Royal Border Bridge, a Grade I listed railway viaduct, spans the River Tweed in Northumberland, England and was built between 1847 and 1850. The bridge is 659 metres (2,162 ft) long and has 28 arches, each of which span 18 metres (60 ft).


Using our UAV inspection solution, which has been tailored specifically for viaducts, our team was able to conduct a safe, quick and cost-effective inspection, providing detailed engineering quality images to allow defect analysis, as well as orthophotos and 3D point cloud models.


For a project of this scale and complexity, we mobilised a team of two – a highly trained UAV pilot and an experienced inspection engineer. Limited flying positions and a lack of GPS signal underneath the soffits also meant a highly experienced team was needed.
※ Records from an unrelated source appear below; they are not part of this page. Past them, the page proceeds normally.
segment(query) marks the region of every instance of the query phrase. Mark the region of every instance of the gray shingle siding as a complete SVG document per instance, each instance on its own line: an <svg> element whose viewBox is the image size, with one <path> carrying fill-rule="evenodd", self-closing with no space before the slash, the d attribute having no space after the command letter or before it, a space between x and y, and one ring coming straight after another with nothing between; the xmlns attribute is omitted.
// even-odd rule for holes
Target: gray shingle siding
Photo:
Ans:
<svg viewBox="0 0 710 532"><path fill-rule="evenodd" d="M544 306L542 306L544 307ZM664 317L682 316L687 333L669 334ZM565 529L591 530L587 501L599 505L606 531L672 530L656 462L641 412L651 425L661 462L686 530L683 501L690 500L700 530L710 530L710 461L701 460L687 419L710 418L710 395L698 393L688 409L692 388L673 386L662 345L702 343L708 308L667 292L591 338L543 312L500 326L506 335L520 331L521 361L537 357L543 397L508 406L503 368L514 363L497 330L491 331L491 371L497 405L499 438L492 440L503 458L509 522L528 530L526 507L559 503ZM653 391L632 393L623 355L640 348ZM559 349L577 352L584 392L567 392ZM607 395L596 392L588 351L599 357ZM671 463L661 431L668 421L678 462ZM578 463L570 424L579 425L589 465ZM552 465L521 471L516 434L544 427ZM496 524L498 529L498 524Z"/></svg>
It took less than two weeks for us to conduct the inspection using drones – half the time that traditional access methods, such as rope access, would take. UAV inspection also proved to be inherently safer as no working at height, track side or through the night was required. Furthermore, by eliminating the need for track possessions, there was no disruption to scheduling.


Importantly, the quality of the resulting visual data was far better than what had been obtained previously. Network Rail sought extremely high quality, detailed data which would be used in a variety of formats and for different purposes, and wanted this data collected in a single mobilisation.


When collecting data using traditional methods of inspection, views can be limited to where the technician can see and reach. As well as our high definition images, which delivered a 360 degree view showing all defects, we also provided Network Rail with 2D elevations, 3D models and cloud point surveys. This avoided the need for a separate dimensional survey.


The inspection was deemed a great success and Network Rail is already looking at how to integrate UAVs into its inspection procedures in the future.